# Graduate



## sansd (Mar 22, 2006)

I need to finish my abandoned B.A. because there's no way I can change my major, as much as I wish I could, and I'm not going to be able to pursue much of anything else without it.

Necessary steps:
(1) Write acquisition paper to remove Incomplete grade.
(2) Write phonology paper to remove Incomplete grade.
(3) Petition to graduate with excess units in Spring (I already did this for Winter, but then the class I want to re-take was rescheduled).
(4) Apply for readmission.
(5) Re-take last course, and do the paper/project this time.

(I clearly have problems with papers.)

I am hoping to get (1) done by January 16th. That gives me a few days to go through transcripts and come up with an outline, and then a day for each page of writing.

Ideally, I would have both (1) and (2) done by February 1st so that I could comfortably submit the petition and get an answer before the application is due on the 25th, but even just completing (1) should give me some confidence and show the counseling committees that I'm on the right track when they're deciding on my petition and readmission.

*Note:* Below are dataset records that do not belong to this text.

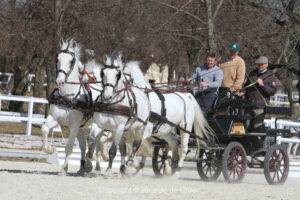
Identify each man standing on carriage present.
[220,42,246,91]
[245,56,279,130]
[192,53,223,110]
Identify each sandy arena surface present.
[0,161,300,200]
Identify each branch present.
[213,0,224,21]
[150,0,206,24]
[156,0,193,31]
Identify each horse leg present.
[59,123,80,175]
[175,131,190,177]
[77,129,86,174]
[118,140,126,175]
[113,123,126,175]
[286,143,293,159]
[106,143,117,172]
[293,143,299,159]
[41,115,58,154]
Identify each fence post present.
[26,97,33,136]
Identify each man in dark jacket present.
[245,56,279,130]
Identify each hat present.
[255,56,269,64]
[228,42,241,52]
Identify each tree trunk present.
[33,59,46,113]
[206,0,217,53]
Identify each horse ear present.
[117,51,123,61]
[59,38,64,47]
[102,54,108,63]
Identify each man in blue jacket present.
[192,53,223,110]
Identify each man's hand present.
[200,81,208,88]
[256,78,264,86]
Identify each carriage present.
[152,86,290,185]
[50,40,289,184]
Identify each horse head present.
[56,39,80,86]
[101,52,124,102]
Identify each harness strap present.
[174,92,187,128]
[149,111,208,143]
[154,90,167,117]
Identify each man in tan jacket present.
[220,42,246,91]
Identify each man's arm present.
[192,67,200,83]
[209,69,224,88]
[231,60,246,90]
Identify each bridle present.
[56,47,75,82]
[100,64,121,90]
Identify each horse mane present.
[60,38,81,60]
[124,61,151,89]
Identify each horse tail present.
[188,94,215,145]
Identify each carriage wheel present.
[222,142,247,183]
[264,145,289,185]
[197,149,221,181]
[152,145,178,177]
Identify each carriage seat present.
[264,106,292,118]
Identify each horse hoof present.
[57,171,67,176]
[43,146,54,154]
[120,165,126,175]
[77,169,85,176]
[83,160,93,173]
[101,153,109,162]
[95,163,101,172]
[164,160,172,176]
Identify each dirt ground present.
[0,161,300,200]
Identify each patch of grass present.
[0,122,69,137]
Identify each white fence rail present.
[0,95,48,136]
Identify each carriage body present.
[152,86,289,184]
[197,90,290,185]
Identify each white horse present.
[124,62,214,176]
[287,128,300,160]
[90,54,152,173]
[42,39,102,175]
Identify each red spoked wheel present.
[152,145,178,177]
[264,145,289,185]
[197,149,221,181]
[222,142,247,183]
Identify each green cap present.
[228,42,241,52]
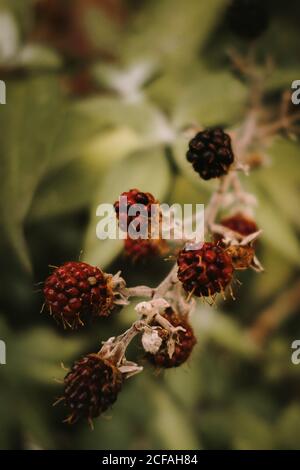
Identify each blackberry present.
[124,238,168,263]
[59,354,123,424]
[186,128,234,180]
[177,243,233,297]
[114,189,158,232]
[227,0,269,40]
[44,261,114,328]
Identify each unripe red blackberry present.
[44,261,113,328]
[227,0,269,40]
[62,354,123,424]
[220,212,258,237]
[177,242,233,297]
[146,307,197,369]
[124,238,168,263]
[186,128,234,180]
[114,189,158,231]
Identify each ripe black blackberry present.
[227,0,269,40]
[177,242,233,297]
[44,261,114,328]
[186,128,234,180]
[58,354,123,424]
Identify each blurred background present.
[0,0,300,449]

As it is, though, I have very little belief that I can get through this. :| Even the term papers I did submit in the past (on time) were far from finished (IMO, I'd hardly even started them). All that's changed is I have more experience forcing myself to deal with uncomfortable things, and I think I'm capable of asking questions now if I need to. I'm not sure that's enough.


----------



## swanlinnet (Dec 28, 2011)

I have been through exactly where you are now : )

I studied at University for a B.A. Hons degree. After two years of study at the University I walked away. 

Then a year after I had left the coures I began to yearn for a degree since I could see it was something that at least gave you some edge when applying for jobs.

I must say a lot of the study was ****it . For example having to write 3,000 word essays on subjects I didn't like was difficult. 

Lots of people do drop out and even more think of dropping out.

You may find the break you have had has done you good. Maybe it was the break you needed to re-group your thoughts ? 

Best of luck. I'm sure the rest you have had will help tremendously.

Vince


----------



## sansd (Mar 22, 2006)

Thanks, Vince. I don't know that the break was that helpful for me. I had hoped I'd be able to come back feeling more ready and motivated, but I still don't feel that way. I'm only trying again because I feel like it's been too long at this point and I need to get it behind me.

It's not going well. I spent a day trying to get back into working on the first paper but I saw problems everywhere and got overwhelmed, as usual. I have not gone back to it since.

The instructor told me to aim for a C (and that if I did she was sure I would not write a C paper). It's been suggested to me in the past that I try writing the worst paper I possibly could that met the requirements. That sounds like it should be easy, but it seems impossible for me. I don't know how to just throw something together. I don't know how to not obsess over every detail.


----------